We’re at High Point Library, where mayoral candidate Mike McGinn has just arrived for his first West Seattle “town hall” meeting. He’s also expected at the Highland Park Action Committee candidate forum at 7 pm tonight (opponent Joe Mallahan had not RSVP’d for that as of last report). He just opened by saying he’s not here to give a speech but to listen and answer questions. We’ll add some notes based on what he says – and what he’s asked. About two dozen people are here.
4:45 PM UPDATE: Pete Spalding from Pigeon Point asked the first question – what would McGinn do to help small businesses survive and thrive? McGinn said he supports raising the B&O tax exemption and making it easier to get permits – also doing more outreach, particularly to small businesspeople from what he described as “other cultures” who might have a hard time understanding the process.
(Post-forum note – After the jump, you can read the rest of our as-it-happened coverage)
4:52 PM UPDATE: McGinn veered from a question about City Light problems and Mayor Nickels’ proposed partial-park-gun-ban policy into his neighborhood policy. He then circled back around to say that he supports the proposal.
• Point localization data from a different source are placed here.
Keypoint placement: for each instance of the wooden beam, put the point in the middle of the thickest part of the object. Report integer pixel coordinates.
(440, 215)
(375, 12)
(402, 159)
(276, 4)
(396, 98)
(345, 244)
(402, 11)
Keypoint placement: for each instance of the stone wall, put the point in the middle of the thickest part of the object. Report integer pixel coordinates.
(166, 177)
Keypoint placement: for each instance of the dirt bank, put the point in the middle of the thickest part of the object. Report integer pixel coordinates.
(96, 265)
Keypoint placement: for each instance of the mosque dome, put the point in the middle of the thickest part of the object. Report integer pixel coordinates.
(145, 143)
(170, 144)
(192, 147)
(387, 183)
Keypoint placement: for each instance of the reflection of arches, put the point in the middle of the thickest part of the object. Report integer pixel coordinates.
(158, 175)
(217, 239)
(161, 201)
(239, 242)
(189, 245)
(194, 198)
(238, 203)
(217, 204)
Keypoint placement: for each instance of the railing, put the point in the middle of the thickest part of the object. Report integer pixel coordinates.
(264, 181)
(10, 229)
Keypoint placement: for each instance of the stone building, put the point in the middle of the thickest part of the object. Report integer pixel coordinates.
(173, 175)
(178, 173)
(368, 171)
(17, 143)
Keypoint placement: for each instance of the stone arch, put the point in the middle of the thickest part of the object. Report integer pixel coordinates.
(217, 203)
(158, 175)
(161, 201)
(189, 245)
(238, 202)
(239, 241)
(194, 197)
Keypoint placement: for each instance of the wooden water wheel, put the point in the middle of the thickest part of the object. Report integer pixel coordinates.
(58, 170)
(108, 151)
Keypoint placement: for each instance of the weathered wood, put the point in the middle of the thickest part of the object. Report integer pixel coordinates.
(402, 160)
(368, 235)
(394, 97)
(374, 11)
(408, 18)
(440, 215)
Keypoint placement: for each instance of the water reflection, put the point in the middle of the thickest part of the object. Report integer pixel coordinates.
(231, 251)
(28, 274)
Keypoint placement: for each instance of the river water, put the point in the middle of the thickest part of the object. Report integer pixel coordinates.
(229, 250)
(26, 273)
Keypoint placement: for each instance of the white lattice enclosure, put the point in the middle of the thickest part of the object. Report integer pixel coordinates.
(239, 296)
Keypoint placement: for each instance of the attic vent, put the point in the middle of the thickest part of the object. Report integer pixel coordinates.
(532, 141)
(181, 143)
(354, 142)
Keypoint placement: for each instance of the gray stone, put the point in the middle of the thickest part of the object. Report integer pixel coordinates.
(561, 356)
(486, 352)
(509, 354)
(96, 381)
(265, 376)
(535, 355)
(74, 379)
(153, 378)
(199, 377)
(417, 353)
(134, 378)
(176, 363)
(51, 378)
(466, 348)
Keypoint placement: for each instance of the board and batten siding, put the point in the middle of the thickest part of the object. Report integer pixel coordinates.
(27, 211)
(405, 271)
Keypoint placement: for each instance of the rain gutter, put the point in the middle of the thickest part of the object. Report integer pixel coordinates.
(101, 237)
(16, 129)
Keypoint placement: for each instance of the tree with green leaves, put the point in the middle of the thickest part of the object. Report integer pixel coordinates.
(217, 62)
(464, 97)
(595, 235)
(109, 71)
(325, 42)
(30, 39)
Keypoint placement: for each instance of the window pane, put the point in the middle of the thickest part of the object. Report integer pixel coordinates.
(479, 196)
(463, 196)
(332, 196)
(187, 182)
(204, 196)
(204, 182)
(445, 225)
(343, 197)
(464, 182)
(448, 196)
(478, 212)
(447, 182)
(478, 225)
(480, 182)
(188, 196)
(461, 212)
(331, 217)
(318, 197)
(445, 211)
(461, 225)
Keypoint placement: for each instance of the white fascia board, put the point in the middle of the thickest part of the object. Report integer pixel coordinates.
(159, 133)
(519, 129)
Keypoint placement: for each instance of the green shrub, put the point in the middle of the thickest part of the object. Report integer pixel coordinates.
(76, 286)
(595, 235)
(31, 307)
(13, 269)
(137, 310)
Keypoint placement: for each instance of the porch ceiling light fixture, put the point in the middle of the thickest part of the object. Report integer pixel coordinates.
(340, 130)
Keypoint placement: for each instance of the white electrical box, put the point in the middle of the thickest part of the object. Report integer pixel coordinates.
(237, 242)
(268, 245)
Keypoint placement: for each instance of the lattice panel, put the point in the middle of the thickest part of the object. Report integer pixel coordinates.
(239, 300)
He criticized current city leadership for taking too long to revisit neighborhood planning and said that not only did the plans get stale, but the “sense of community activism” might have gotten stale because it went unrewarded.
5:00 PM UPDATE: A woman urged him to oppose elephant-keeping at Woodland Park Zoo. He agreed it’s a tough issue and said, “I’ll look into it.” Next question, the homeless encampment that calls itself “Nickelsville” (now at T-107 Park in West Seattle but under orders to leave by month’s end) – the question, why can’t the city find a permanent place for its residents? McGinn told the questioner, “I’m with you … I think we need to find something more permanent.” He added, that doesn’t necessarily mean tents – it may be “adding to our (low-income) housing stock.”
5:10 PM UPDATE: Asked by Calvary Chapel pastor Randy Leskovar about the graffiti problem, McGinn said he understands the city’s Graffiti Rangers program works OK for public-property graffiti – but regarding private property, he “doesn’t have a good answer” and “doesn’t have a policy.” He segued into saying that the city “let its guard down” regarding youth violence/crime. He says programs must be supported and more youth employment programs would be important. Meantime, someone worried about transportation asked if McGinn would be able to work with Susan Hutchison despite their differences if she is elected as King County Executive. “I hope so,” he said, and changed the subject.
5:20 PM UPDATE: McGinn continued talking about transportation – particularly his light-rail plan which he said could bring light rail to West Seattle a lot sooner than a “Sound Transit 3” measure would. “Cars aren’t going away,” he cautioned, but he sees a light rail plan with no new rights of way, no new agency, using existing city taxing authority. Next question, how to make Seattle Public Schools better? Collaborate with the district, McGinn begins; explore shared facilities to reduce costs, he continues; and “we should look at our willingness to support … early childhood education” among other programs. He also says going to Olympia and being an advocate for schools could help.
5:43 PM UPDATE: McGinn’s Town Hall has wrapped up. Considerable discussion about transportation dominated the final minutes. He still supports a “surface option” for replacing The Viaduct. He clarified that he is not opposed to the King County Water Taxi, but had been asked at one point whether the city could take it over, which he says he doesn’t think is possible. He was asked again regarding his light-rail plan that could include service to West Seattle, and reiterated he’s not going to “draw lines on a map” right now but is committed to bringing a proposal to a vote within 2 years. “What would the system look like? Let’s do the plan.” He says planning would have to answer questions about waterways and hills. A side conversation comes up regarding the Alaskan Way Viaduct/tunnel plan and working group members Pete Spalding and Vlad Oustimovitch mention that all the current plans are online. Meantime, McGinn was asked what his administration might look like, is there anyone in particular he thinks is doing a good job – McGinn says, “I’m reluctant to talk about existing people” but says there are some who are doing good work in city government. The questioner clarifies he’s wondering about any former department heads McGinn might hire – in addition to who he’d keep – and, when asked by McGinn, “Well, who do YOU like?” the questioner mentions he thinks the City Light boss is doing a good job. What about police chief? asks another attendee, wondering which past police chief the future chief might be like. McGinn: “I think Norm Stamper and Gil Kerlikowske brought a lot to the job … this is really challenging.”